DEVELOPING

Buhari at 5 Seeks More Loans

Muhammadu Buhari of Nigeria seems to be marking his fifth year as president with loans, loans, and more loans.

Nigeria currently owes more than $100billion (N33trillion) in foreign and local loans.

During plenary on Thursday, Senate president Ahmed Lawan read a letter from Buhari to lawmakers requesting a fresh $5.513bn external loan to finance the revised 2020 budget.

In the letter, the president said the loan would be used to finance the deficit in the 2020 budget and support critical projects from the state and federal governments.

He said the federal government was also planning to raise money externally and internally.

The external loan is a total of $5.513 billion: $3.4bn will come from the IMF, $1.5 from the World Bank, $500m from African Development Bank (AfDB), and $113m from the Islamic Development Bank (IsDB).

President Buhari noted that the assumptions in the 2020 budget were no longer attainable given the slump in oil prices and lower demand for crude oil caused by the covid-19 pandemic.

He also presented a revised 2020 Appropriation Bill and 2020-2022 Medium Term Expenditure Framework (MTEF) and Fiscal Strategy Paper (FSP) to the Senate.

He asks the Senate to give an expedited passage of the revised 2020 budget and MTEF because of the urgency of the situation.

A rubber-stamp legislature is likely to oblige him.

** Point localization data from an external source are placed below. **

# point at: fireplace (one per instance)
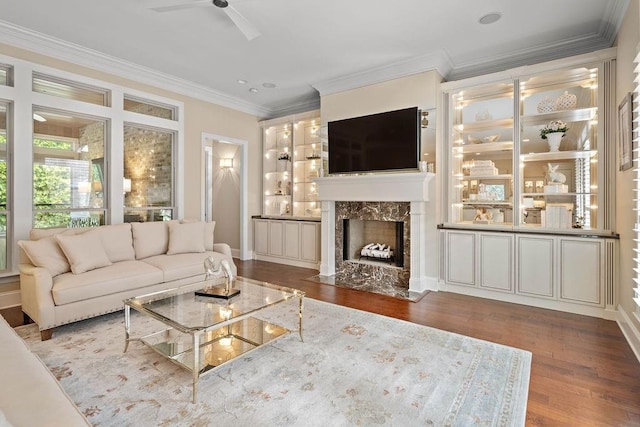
(384, 223)
(391, 197)
(374, 242)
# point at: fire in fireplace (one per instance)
(373, 241)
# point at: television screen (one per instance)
(378, 142)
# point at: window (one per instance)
(68, 170)
(148, 174)
(138, 105)
(70, 90)
(4, 206)
(636, 155)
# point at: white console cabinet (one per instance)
(293, 242)
(560, 272)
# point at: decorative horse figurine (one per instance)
(555, 176)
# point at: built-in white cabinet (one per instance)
(495, 255)
(293, 242)
(294, 153)
(536, 259)
(568, 273)
(531, 148)
(461, 256)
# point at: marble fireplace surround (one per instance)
(378, 190)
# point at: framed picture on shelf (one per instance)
(625, 131)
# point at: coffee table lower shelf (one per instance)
(216, 347)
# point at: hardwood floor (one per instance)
(583, 371)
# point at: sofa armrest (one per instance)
(37, 299)
(223, 248)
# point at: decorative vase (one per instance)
(554, 139)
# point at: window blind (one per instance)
(636, 157)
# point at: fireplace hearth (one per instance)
(389, 197)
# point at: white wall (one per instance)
(200, 116)
(226, 195)
(421, 90)
(628, 41)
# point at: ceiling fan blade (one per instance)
(246, 27)
(189, 5)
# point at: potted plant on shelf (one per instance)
(553, 133)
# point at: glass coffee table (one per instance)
(219, 329)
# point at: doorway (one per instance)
(224, 189)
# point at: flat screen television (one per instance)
(387, 141)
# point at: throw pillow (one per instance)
(150, 238)
(186, 237)
(84, 251)
(117, 242)
(46, 253)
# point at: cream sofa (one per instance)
(68, 275)
(30, 395)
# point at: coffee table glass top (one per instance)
(187, 312)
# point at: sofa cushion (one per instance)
(30, 394)
(209, 229)
(118, 277)
(150, 238)
(181, 266)
(186, 237)
(46, 253)
(84, 251)
(117, 242)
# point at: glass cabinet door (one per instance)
(308, 158)
(559, 150)
(482, 154)
(276, 166)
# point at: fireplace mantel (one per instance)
(410, 187)
(384, 187)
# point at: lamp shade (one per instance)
(226, 163)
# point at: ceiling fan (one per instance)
(249, 31)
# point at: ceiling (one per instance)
(306, 47)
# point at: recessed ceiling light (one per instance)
(490, 18)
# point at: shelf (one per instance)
(556, 194)
(483, 125)
(576, 115)
(485, 177)
(487, 203)
(557, 155)
(486, 147)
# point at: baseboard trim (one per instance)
(288, 261)
(10, 299)
(629, 331)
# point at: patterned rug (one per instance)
(353, 368)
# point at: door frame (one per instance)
(244, 220)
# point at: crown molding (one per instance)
(613, 21)
(534, 55)
(34, 41)
(438, 61)
(304, 104)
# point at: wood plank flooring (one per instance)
(583, 371)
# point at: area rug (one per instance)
(353, 368)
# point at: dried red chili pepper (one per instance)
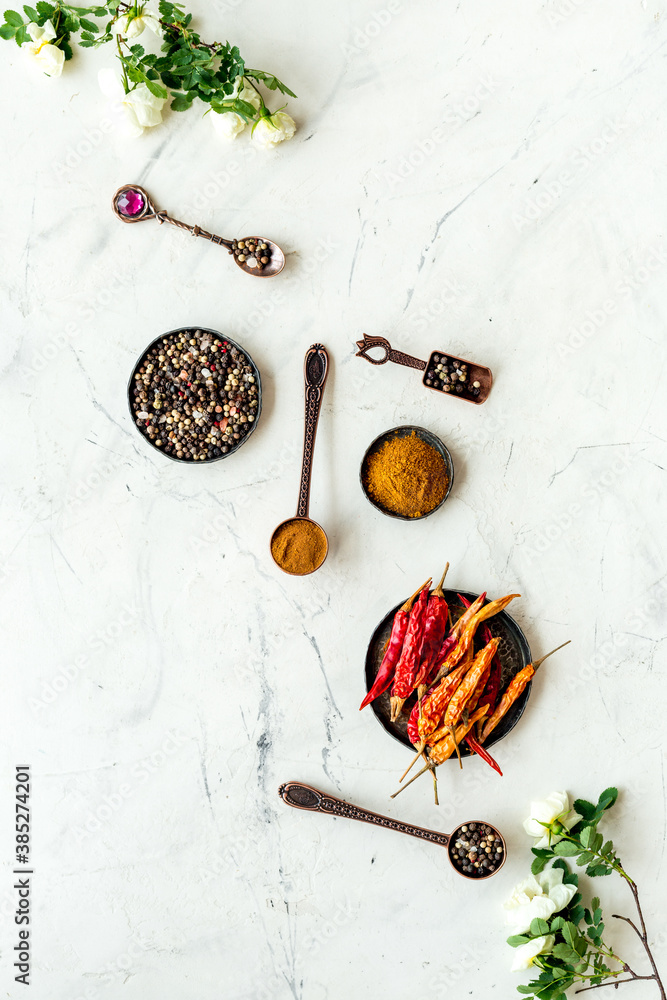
(480, 751)
(489, 695)
(514, 689)
(408, 664)
(450, 640)
(468, 633)
(385, 674)
(436, 701)
(444, 748)
(435, 628)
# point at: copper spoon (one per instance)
(315, 370)
(301, 796)
(132, 203)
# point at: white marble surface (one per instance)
(481, 177)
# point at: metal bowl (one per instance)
(514, 654)
(405, 431)
(220, 336)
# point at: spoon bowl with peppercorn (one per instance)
(475, 849)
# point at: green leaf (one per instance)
(157, 90)
(585, 809)
(182, 102)
(517, 939)
(570, 933)
(538, 927)
(607, 799)
(273, 83)
(587, 836)
(596, 871)
(566, 953)
(565, 849)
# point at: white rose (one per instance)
(540, 896)
(137, 110)
(132, 27)
(48, 57)
(227, 123)
(555, 807)
(274, 128)
(525, 954)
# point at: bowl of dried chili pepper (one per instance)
(407, 473)
(508, 654)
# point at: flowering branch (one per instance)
(568, 947)
(186, 70)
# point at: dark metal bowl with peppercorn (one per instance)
(477, 850)
(195, 395)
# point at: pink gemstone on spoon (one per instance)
(130, 202)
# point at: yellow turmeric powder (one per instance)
(406, 476)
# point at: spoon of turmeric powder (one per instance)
(299, 545)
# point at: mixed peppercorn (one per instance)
(448, 374)
(195, 396)
(476, 849)
(252, 251)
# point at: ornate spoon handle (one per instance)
(306, 797)
(194, 230)
(368, 343)
(315, 370)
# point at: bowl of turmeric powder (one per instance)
(407, 473)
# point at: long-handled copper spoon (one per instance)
(301, 532)
(255, 255)
(300, 796)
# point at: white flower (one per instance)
(138, 110)
(131, 27)
(274, 128)
(227, 123)
(47, 56)
(525, 954)
(555, 807)
(540, 896)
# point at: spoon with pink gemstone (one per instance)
(253, 254)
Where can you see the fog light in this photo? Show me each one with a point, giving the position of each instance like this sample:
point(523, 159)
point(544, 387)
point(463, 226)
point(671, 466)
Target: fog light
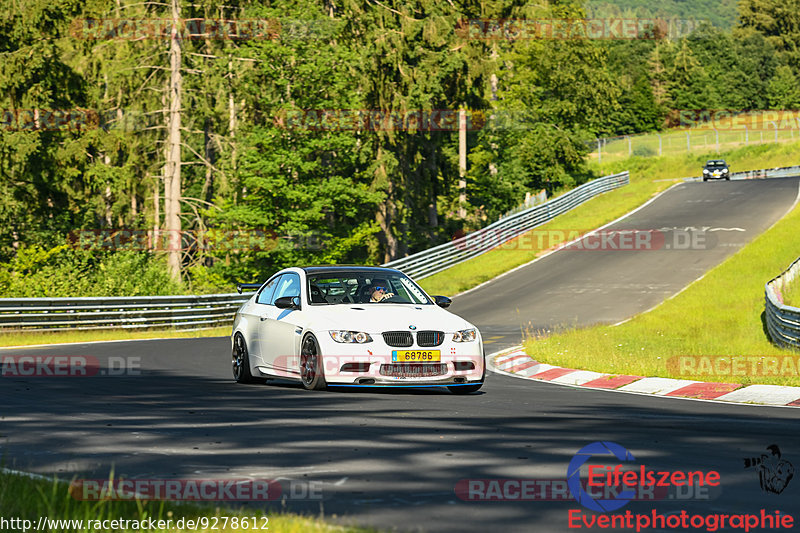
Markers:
point(355, 367)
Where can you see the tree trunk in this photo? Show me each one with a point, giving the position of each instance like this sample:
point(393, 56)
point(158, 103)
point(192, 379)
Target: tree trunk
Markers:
point(386, 214)
point(172, 182)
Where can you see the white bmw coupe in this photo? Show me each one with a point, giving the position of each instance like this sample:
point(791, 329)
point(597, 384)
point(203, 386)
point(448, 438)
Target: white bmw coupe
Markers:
point(354, 326)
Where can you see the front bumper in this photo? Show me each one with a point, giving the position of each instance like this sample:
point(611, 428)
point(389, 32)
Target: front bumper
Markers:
point(716, 175)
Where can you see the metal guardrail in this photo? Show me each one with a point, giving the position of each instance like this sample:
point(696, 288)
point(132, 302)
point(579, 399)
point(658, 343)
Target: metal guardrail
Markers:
point(428, 262)
point(184, 312)
point(783, 321)
point(206, 311)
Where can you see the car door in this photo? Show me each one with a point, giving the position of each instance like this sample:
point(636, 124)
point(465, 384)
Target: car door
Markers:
point(256, 313)
point(280, 336)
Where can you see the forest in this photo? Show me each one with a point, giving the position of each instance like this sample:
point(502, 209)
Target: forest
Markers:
point(167, 147)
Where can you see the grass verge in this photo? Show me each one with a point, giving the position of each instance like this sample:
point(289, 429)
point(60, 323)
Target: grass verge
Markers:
point(28, 499)
point(24, 338)
point(649, 176)
point(720, 315)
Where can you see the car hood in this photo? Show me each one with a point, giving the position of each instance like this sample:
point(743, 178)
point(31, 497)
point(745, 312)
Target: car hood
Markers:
point(376, 318)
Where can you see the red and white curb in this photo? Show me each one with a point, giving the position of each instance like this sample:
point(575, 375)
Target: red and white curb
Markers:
point(515, 362)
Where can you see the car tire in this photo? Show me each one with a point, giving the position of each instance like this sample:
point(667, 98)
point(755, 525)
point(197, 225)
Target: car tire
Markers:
point(312, 373)
point(240, 361)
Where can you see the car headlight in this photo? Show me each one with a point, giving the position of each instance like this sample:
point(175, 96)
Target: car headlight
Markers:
point(465, 335)
point(356, 337)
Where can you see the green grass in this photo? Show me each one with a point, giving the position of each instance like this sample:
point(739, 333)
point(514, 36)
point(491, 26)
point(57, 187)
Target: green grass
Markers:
point(718, 315)
point(23, 338)
point(26, 498)
point(649, 176)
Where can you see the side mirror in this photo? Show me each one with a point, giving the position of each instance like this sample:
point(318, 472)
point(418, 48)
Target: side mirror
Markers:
point(442, 301)
point(247, 286)
point(288, 302)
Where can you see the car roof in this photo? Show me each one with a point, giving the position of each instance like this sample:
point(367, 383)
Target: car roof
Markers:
point(325, 269)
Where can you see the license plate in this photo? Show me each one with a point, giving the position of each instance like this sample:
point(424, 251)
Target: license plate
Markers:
point(416, 356)
point(414, 370)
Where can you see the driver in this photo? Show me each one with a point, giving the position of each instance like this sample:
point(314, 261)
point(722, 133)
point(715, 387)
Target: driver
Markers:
point(379, 291)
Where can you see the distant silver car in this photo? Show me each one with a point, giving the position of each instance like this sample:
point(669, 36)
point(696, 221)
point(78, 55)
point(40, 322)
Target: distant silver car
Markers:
point(716, 169)
point(323, 326)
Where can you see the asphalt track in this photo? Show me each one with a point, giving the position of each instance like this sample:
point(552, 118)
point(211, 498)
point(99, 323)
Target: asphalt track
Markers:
point(393, 458)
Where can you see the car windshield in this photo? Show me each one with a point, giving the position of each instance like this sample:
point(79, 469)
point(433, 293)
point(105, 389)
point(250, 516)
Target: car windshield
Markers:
point(357, 287)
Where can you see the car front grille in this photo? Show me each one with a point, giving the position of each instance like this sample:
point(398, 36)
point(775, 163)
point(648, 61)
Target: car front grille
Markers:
point(398, 338)
point(413, 370)
point(430, 338)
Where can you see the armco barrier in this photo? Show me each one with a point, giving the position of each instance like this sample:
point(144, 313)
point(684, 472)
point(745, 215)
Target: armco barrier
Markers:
point(438, 258)
point(783, 321)
point(182, 312)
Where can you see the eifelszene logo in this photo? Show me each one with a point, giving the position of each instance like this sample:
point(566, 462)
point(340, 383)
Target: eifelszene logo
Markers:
point(774, 472)
point(619, 483)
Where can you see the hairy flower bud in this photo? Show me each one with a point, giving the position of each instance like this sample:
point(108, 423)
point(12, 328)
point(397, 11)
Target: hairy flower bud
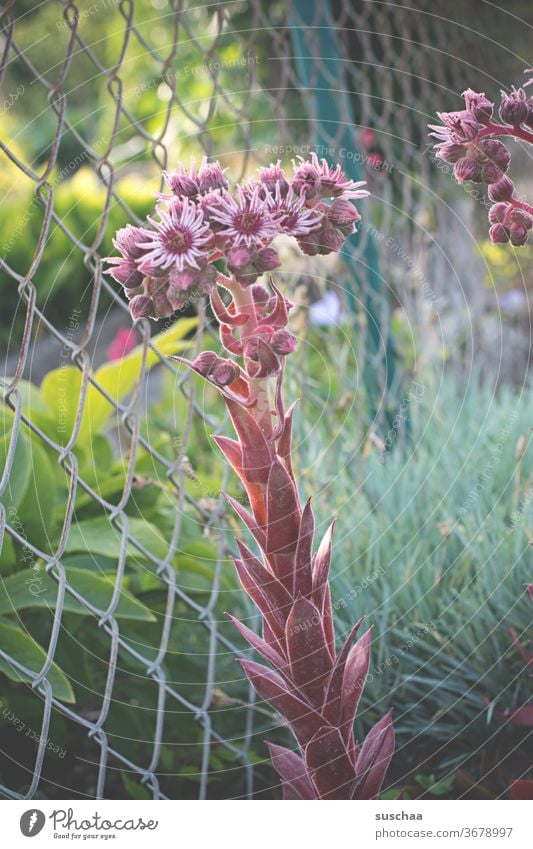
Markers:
point(520, 216)
point(266, 259)
point(463, 125)
point(450, 151)
point(342, 213)
point(181, 184)
point(140, 306)
point(331, 240)
point(206, 362)
point(496, 153)
point(503, 189)
point(518, 234)
point(126, 240)
point(306, 181)
point(211, 176)
point(480, 106)
point(283, 342)
point(126, 272)
point(491, 173)
point(260, 295)
point(225, 372)
point(239, 258)
point(499, 235)
point(466, 169)
point(513, 108)
point(497, 213)
point(529, 120)
point(274, 179)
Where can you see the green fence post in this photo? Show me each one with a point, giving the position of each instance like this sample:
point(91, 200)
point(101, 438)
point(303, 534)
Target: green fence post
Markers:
point(320, 71)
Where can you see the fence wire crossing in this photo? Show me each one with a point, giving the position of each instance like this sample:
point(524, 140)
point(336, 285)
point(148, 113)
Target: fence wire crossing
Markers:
point(245, 77)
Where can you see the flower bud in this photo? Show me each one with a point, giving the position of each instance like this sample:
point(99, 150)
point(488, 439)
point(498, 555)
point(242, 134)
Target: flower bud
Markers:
point(520, 216)
point(498, 234)
point(450, 151)
point(260, 295)
point(529, 120)
point(306, 181)
point(180, 184)
point(466, 169)
point(225, 372)
point(210, 177)
point(513, 108)
point(342, 213)
point(331, 240)
point(267, 259)
point(140, 306)
point(184, 280)
point(126, 240)
point(480, 106)
point(126, 273)
point(274, 179)
point(206, 362)
point(518, 235)
point(497, 213)
point(239, 258)
point(501, 190)
point(496, 152)
point(491, 173)
point(283, 342)
point(309, 243)
point(161, 304)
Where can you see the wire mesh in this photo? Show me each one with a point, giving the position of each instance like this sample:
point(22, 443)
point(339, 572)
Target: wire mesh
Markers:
point(250, 95)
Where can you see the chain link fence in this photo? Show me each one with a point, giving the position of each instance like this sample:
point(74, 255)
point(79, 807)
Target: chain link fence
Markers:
point(121, 90)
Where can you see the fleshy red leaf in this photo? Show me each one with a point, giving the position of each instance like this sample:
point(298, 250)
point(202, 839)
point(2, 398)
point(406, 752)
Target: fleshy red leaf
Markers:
point(332, 702)
point(231, 451)
point(249, 521)
point(285, 440)
point(355, 672)
point(292, 772)
point(256, 453)
point(321, 564)
point(303, 580)
point(261, 646)
point(303, 720)
point(374, 758)
point(223, 315)
point(329, 765)
point(307, 649)
point(283, 513)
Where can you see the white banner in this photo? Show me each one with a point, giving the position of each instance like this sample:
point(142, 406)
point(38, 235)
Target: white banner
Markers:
point(267, 825)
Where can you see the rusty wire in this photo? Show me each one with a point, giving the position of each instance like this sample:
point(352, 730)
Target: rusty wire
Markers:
point(266, 31)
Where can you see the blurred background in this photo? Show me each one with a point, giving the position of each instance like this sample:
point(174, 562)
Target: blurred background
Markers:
point(117, 675)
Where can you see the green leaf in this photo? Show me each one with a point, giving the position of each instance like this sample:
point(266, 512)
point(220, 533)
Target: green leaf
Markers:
point(99, 536)
point(23, 648)
point(37, 507)
point(135, 789)
point(31, 589)
point(60, 388)
point(60, 391)
point(19, 476)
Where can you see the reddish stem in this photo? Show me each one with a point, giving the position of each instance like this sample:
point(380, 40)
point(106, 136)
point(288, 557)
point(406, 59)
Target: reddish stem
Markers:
point(521, 204)
point(501, 130)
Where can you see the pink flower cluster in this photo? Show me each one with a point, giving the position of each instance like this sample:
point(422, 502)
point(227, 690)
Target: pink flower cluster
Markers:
point(199, 222)
point(468, 140)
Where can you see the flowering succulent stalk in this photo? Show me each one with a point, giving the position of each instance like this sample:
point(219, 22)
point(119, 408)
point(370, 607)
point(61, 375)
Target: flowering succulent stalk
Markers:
point(314, 687)
point(468, 139)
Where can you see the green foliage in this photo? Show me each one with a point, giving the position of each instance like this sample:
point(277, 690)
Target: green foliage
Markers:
point(36, 502)
point(432, 545)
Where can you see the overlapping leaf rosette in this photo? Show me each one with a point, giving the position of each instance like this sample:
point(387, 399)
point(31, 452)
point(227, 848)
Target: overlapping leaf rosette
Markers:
point(314, 687)
point(471, 140)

The Senate promptly suspended its rules and commenced the second reading of the revised budget, the MTEF, and the FSP.

The Buhari regime has borrowed more than all previous regimes from 1999 put together, thus returning the country to the status of “a beggar and a debtor nation”.  [The debt profile of the democratic government led by Shehu Shagari in the Second Republic was one of the reasons he and his military colleagues gave for overthrowing it through the coup d’etat of December 31, 1983.]

 In 2005, the country received debt forgiveness ($18bn) from the Paris Club of creditors. Once more, Nigeria is back to a debt trap.